We systematically investigate the in vivo behavior and fate of drug delivery systems using advanced imaging and analytical tools, including intravital fluorescence microscopy, transmission electron microscopy, and synchrotron radiation-based imaging. Our studies focus on how delivery systems interact with physiological and immune barriers, such as the mononuclear phagocyte system (especially in the liver and spleen), vascular endothelium, and immune cell subsets. We analyze circulation kinetics, biodistribution profiles, cellular uptake mechanisms, and clearance pathways to elucidate the principles that govern delivery efficiency and target-site accumulation. These mechanistic insights guide the rational optimization of carrier design to improve therapeutic precision and minimize systemic toxicity.

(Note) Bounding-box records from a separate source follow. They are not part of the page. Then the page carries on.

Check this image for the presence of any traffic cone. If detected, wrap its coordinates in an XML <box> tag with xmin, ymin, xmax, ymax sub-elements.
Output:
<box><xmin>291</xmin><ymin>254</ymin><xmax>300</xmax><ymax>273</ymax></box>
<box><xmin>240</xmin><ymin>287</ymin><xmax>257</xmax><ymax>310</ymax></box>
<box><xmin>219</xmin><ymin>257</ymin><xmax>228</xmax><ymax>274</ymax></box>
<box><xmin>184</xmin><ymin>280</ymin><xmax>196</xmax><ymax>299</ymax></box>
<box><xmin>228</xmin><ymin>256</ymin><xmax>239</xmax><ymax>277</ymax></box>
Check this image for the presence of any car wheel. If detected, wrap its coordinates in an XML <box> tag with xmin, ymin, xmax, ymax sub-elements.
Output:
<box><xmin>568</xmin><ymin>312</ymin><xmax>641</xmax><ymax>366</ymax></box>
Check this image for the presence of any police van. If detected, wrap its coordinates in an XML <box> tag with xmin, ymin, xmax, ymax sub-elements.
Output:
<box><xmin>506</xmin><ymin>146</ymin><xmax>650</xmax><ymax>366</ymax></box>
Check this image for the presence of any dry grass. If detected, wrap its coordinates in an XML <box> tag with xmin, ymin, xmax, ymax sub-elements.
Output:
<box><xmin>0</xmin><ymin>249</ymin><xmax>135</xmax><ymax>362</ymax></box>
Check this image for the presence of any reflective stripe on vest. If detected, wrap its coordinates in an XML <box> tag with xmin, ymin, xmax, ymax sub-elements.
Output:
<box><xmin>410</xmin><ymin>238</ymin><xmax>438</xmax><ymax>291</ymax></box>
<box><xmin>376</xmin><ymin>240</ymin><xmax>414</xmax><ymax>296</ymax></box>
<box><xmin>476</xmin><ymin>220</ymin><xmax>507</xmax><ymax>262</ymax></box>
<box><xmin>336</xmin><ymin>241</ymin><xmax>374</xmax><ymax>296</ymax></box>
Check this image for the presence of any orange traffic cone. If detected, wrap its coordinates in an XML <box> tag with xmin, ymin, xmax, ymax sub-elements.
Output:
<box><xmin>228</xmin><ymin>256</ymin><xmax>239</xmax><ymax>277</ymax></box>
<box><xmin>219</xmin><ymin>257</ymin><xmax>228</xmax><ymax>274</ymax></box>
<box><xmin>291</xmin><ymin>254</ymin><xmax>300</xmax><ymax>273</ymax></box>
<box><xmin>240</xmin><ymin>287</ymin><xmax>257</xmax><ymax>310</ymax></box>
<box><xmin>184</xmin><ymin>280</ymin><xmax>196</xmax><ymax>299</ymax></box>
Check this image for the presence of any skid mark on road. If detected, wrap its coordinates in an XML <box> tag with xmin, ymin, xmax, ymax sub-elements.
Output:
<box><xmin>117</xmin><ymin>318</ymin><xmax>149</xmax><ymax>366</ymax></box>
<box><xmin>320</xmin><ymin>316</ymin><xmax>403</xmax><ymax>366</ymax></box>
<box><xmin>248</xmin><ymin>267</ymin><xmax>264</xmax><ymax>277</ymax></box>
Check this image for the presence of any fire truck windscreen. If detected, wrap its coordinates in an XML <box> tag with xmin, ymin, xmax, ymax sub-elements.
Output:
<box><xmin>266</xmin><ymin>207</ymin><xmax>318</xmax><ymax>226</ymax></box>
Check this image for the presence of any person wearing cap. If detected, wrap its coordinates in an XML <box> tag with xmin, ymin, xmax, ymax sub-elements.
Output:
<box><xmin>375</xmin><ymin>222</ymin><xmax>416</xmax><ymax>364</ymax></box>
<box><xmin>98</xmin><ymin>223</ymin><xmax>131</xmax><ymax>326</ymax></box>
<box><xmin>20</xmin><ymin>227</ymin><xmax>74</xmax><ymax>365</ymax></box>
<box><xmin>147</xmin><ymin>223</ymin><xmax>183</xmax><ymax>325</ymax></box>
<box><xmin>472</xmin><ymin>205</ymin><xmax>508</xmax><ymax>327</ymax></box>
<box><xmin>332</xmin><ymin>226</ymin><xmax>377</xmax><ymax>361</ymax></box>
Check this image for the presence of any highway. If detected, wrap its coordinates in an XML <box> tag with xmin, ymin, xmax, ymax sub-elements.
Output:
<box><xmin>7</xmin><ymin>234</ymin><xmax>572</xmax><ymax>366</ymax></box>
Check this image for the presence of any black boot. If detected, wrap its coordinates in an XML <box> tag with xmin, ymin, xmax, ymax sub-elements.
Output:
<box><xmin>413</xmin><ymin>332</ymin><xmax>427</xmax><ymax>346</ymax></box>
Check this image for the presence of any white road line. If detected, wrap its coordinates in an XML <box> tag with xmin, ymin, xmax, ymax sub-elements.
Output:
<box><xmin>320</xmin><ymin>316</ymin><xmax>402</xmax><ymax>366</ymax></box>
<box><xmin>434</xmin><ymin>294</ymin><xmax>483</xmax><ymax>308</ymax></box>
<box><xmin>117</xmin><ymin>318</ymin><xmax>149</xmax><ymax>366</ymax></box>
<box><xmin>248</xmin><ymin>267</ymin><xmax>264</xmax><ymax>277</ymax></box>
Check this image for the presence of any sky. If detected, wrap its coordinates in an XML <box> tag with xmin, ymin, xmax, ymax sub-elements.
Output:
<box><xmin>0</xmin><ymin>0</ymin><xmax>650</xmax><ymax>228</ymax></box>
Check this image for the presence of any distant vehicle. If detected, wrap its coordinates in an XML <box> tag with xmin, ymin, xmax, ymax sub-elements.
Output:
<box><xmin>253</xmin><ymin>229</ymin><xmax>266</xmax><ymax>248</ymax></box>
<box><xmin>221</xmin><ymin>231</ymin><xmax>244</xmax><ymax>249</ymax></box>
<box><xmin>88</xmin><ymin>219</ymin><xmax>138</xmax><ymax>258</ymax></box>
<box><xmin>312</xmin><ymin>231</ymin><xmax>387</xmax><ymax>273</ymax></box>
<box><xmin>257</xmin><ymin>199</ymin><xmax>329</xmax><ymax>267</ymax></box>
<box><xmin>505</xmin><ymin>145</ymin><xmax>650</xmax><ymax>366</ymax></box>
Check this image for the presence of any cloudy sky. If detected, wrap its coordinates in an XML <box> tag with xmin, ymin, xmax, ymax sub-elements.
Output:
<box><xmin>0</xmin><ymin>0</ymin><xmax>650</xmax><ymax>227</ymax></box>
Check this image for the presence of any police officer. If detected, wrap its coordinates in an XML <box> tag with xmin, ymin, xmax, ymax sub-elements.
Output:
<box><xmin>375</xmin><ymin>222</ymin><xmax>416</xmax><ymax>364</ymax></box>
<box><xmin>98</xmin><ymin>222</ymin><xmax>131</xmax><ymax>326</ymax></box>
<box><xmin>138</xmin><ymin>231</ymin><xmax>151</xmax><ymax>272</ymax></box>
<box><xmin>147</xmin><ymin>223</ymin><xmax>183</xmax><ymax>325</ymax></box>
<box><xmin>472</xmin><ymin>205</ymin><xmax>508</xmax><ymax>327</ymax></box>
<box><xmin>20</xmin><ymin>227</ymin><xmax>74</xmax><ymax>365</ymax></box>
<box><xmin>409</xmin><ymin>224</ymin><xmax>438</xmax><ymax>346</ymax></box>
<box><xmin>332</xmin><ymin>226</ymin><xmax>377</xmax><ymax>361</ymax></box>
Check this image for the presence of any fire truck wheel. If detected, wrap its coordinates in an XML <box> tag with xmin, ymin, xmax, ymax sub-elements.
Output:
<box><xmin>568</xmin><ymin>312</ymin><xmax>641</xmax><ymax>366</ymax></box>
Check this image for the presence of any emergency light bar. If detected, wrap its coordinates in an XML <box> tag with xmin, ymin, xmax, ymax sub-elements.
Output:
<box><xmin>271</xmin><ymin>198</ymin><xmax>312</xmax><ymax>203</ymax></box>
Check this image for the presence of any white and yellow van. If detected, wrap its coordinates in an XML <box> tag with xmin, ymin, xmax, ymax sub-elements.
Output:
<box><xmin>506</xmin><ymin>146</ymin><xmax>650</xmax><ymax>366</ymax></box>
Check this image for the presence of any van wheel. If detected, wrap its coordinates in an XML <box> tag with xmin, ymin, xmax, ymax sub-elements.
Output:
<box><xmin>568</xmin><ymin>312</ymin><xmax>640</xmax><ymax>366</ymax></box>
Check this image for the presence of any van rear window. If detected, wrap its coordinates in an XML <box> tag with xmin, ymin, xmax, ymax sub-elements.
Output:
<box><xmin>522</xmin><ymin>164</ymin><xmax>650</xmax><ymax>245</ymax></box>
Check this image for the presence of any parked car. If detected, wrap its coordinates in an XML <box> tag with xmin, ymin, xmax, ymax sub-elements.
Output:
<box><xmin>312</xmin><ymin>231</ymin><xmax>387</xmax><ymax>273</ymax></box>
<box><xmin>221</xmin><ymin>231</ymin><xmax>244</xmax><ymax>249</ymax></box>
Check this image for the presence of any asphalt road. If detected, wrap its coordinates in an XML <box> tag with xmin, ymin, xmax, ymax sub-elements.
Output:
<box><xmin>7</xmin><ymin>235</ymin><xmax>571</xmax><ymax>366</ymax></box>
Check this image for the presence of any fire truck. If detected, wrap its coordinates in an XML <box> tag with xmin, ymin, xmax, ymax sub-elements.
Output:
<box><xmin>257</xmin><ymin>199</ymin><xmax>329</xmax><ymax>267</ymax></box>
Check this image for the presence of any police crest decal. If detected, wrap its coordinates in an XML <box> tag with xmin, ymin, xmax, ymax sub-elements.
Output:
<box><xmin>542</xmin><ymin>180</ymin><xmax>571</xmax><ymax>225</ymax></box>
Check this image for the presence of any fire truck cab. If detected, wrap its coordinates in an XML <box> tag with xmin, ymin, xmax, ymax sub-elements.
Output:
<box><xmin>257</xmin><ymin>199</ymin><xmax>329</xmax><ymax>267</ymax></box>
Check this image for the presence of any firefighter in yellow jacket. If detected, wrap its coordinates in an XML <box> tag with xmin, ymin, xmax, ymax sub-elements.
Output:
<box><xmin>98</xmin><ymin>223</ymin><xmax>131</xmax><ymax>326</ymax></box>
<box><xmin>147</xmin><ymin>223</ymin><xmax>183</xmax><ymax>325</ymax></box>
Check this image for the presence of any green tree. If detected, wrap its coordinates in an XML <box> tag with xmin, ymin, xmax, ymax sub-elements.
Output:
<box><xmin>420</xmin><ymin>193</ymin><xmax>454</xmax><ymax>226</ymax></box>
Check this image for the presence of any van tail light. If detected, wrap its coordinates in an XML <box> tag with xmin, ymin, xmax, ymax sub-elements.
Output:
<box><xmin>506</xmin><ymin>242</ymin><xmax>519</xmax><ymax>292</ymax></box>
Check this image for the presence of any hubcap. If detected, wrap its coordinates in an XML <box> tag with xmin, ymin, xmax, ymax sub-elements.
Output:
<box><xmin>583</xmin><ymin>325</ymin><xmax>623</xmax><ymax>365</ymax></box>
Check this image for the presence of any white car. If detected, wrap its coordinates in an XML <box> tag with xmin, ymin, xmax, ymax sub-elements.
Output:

3. Clinical Translation of Drug Delivery Systems

We are dedicated to translating innovative drug delivery technologies into clinical practice through an integrated development strategy. This includes comprehensive pharmaceutical development (CMC), regulatory pathway planning, clinical trial execution, and the establishment of cross-disciplinary project teams. We pursue both proprietary and collaborative programs, with a particular focus on RNA-based therapeutics and small-molecule drugs for the treatment of cancer, autoimmune diseases, and other high-burden conditions. In partnership with multinational pharmaceutical companies, we explore co-development and out-licensing opportunities. Additionally, we prioritize scalable manufacturing processes, excipient quality control, and GMP-compliant production to ensure consistency, safety, and clinical readiness. Our goal is to bridge the gap between laboratory innovation and patient benefit through scientifically rigorous and operationally feasible translation.